Intersectionality


Losses can be grouped into two broad categories in terms of their tangibility and temporality. It is the kind of losses that are impalpable and eternal that are harder to acknowledge, navigate, and heal. Loss of representation in discourse, both historical and contemporary, is an example. It is the loss of your identity being recognized with all its dimensions, your problems being addressed with all their specificities, your origins being chronicled with all their richness, and your stories being told with all the depth your lived experiences have. Of all the devastation colonization left in its wake, one of the most enduring is on the prevalence of Eurocentric ways of conceptualizing the world and its elements. For the white colonizers, everything was binary: savages and civilized, developed and developing, virtuous and base. By reducing all the non-whites as others and categorically disparate from the white, it became easier to discard the others. The category in power would subjugate the other into accepting the case without argument.

We have inherited the binary lens and subsequent understanding of the world as neatly cleaved into categories, each one as distinct from another. In doing so, we have discarded and subjugated into silence not just the others but those that cannot be as neatly classified into either groups or those that can be classified into more than one group. We have barely recognized genderfluid people and women of color as lives worth peering into and mapping. It is a glaring yet conveniently dismissed result that human lives cannot be reduced to dated, mechanical constructs useful for analyzing carbohydrates; they perhaps more nuance to them that, at least now, should be accommodated for. Lack of recognition perpetuates manifolds of oppression: without integrating the intersecting categories of race, gender, class, and sexuality amongst many others into the mainstream, we have effectively taped them to the margins. Those in the margins neither have a discernable past to repair, a grounded present to claim, nor a definitive future to aspire to. Not only is their marginalization an act of violence but it leads to and sustains other acts of violence: their silence makes them prey to acts of physical, emotional, and mental attack. Not only does marginalization ensure the absence of institutional safeguards to protect them, it creates obstacles for the marginalized to be socio-economically mobile in an upwards trajectory.

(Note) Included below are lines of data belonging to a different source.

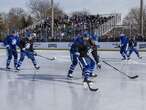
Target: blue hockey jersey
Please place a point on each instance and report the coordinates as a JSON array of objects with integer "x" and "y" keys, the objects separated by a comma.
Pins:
[{"x": 11, "y": 41}]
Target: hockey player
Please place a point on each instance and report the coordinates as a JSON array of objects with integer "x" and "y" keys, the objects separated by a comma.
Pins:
[
  {"x": 84, "y": 48},
  {"x": 123, "y": 46},
  {"x": 132, "y": 47},
  {"x": 94, "y": 42},
  {"x": 11, "y": 42},
  {"x": 26, "y": 47},
  {"x": 75, "y": 54}
]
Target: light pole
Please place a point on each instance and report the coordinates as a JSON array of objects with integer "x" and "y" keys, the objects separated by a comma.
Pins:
[
  {"x": 52, "y": 23},
  {"x": 141, "y": 18}
]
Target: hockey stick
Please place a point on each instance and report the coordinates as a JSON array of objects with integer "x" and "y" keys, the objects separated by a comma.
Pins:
[
  {"x": 131, "y": 77},
  {"x": 53, "y": 58},
  {"x": 90, "y": 88}
]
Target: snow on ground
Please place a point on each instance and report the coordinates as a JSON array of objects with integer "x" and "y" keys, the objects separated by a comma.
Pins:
[{"x": 48, "y": 88}]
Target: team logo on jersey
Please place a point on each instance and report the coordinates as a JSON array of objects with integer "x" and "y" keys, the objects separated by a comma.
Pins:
[{"x": 27, "y": 46}]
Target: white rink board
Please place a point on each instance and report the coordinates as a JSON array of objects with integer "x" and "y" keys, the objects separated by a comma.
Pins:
[{"x": 66, "y": 45}]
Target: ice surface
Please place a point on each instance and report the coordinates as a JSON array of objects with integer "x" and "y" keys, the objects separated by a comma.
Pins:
[{"x": 48, "y": 88}]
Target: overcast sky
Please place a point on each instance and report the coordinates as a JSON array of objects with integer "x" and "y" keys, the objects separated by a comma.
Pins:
[{"x": 94, "y": 6}]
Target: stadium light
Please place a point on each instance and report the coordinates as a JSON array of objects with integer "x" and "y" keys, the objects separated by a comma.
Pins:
[
  {"x": 52, "y": 24},
  {"x": 141, "y": 18}
]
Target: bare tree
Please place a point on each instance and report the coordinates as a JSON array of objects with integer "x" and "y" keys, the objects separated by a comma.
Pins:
[{"x": 133, "y": 21}]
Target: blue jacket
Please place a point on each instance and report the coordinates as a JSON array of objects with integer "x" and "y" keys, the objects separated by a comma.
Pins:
[
  {"x": 123, "y": 40},
  {"x": 11, "y": 41}
]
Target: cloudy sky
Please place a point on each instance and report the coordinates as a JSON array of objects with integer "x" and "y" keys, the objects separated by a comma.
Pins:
[{"x": 94, "y": 6}]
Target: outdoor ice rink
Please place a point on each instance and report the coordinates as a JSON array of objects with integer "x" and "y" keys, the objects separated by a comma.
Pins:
[{"x": 48, "y": 88}]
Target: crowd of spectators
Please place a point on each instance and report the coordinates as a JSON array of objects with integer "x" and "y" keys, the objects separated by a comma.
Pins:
[{"x": 66, "y": 27}]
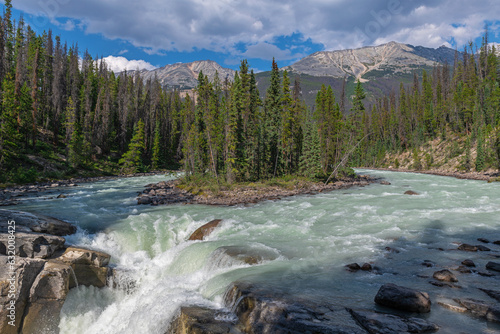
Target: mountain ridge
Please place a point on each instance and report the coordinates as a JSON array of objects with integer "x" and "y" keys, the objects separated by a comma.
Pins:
[
  {"x": 390, "y": 57},
  {"x": 185, "y": 75}
]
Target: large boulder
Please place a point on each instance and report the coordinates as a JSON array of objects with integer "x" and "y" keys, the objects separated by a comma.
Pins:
[
  {"x": 89, "y": 267},
  {"x": 266, "y": 311},
  {"x": 202, "y": 320},
  {"x": 382, "y": 323},
  {"x": 32, "y": 245},
  {"x": 481, "y": 309},
  {"x": 227, "y": 255},
  {"x": 16, "y": 279},
  {"x": 205, "y": 230},
  {"x": 492, "y": 293},
  {"x": 445, "y": 276},
  {"x": 47, "y": 296},
  {"x": 30, "y": 222},
  {"x": 403, "y": 298},
  {"x": 495, "y": 266}
]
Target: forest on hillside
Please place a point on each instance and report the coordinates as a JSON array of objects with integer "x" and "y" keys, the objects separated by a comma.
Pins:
[{"x": 64, "y": 113}]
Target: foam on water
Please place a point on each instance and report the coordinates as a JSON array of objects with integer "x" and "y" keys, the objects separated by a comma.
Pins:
[{"x": 311, "y": 237}]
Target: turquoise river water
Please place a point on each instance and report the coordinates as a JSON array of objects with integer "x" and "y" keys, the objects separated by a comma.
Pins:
[{"x": 310, "y": 239}]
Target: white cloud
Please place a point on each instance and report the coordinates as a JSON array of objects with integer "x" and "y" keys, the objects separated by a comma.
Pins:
[
  {"x": 227, "y": 25},
  {"x": 267, "y": 51},
  {"x": 119, "y": 64}
]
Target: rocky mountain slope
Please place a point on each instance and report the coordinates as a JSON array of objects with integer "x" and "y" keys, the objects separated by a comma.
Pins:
[
  {"x": 185, "y": 75},
  {"x": 384, "y": 60}
]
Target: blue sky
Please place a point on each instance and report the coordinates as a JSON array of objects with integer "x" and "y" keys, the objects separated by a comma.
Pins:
[{"x": 154, "y": 33}]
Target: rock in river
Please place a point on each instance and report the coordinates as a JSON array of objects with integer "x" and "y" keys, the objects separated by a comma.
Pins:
[
  {"x": 381, "y": 323},
  {"x": 495, "y": 266},
  {"x": 402, "y": 298},
  {"x": 205, "y": 230},
  {"x": 445, "y": 276}
]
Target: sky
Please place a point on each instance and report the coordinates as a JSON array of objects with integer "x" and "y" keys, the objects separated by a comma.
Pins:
[{"x": 147, "y": 34}]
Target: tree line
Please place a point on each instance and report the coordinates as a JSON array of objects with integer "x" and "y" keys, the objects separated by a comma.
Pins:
[
  {"x": 461, "y": 100},
  {"x": 55, "y": 102}
]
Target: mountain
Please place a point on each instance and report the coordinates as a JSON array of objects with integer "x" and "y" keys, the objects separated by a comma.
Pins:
[
  {"x": 382, "y": 68},
  {"x": 185, "y": 75},
  {"x": 385, "y": 60}
]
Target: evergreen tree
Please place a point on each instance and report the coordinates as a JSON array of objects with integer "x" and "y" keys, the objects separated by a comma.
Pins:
[
  {"x": 272, "y": 124},
  {"x": 155, "y": 159},
  {"x": 131, "y": 160},
  {"x": 480, "y": 157}
]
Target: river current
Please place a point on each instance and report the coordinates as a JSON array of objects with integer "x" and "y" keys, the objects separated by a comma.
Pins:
[{"x": 307, "y": 241}]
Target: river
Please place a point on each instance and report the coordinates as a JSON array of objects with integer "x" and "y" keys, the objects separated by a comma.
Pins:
[{"x": 307, "y": 240}]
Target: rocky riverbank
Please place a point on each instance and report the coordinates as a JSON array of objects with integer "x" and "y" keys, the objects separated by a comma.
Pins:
[
  {"x": 394, "y": 309},
  {"x": 489, "y": 176},
  {"x": 169, "y": 192},
  {"x": 38, "y": 269}
]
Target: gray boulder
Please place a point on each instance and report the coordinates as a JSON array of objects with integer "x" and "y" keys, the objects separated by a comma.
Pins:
[
  {"x": 32, "y": 245},
  {"x": 402, "y": 298},
  {"x": 445, "y": 276},
  {"x": 16, "y": 279},
  {"x": 481, "y": 309},
  {"x": 47, "y": 296},
  {"x": 495, "y": 266},
  {"x": 381, "y": 323}
]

No injury is purely structural, though. The marginalized, on a personal level, are incessantly diminished until they internalize their marginality, their dispossession of worth and of home. Turned away from all places for not being the right person of color or woman or poor, they remain perpetually displaced without a sense of belonging or shred of validation or sliver of security. They are burgeoning with trauma of being forgotten and it is with urgent need that they call out for intersectionality, of being embraced with all aspects of their identity without diminishing or dismissing any. Intersectionality is simply, then, a recognition that their existence is valid not our definitions, and that we must broaden our understanding of the social world. Intersectionality is important not just because we have to redress the pain of the marginalized but also, to rectify the injustice we do to ourselves by denying ourselves the world in all its profound variety.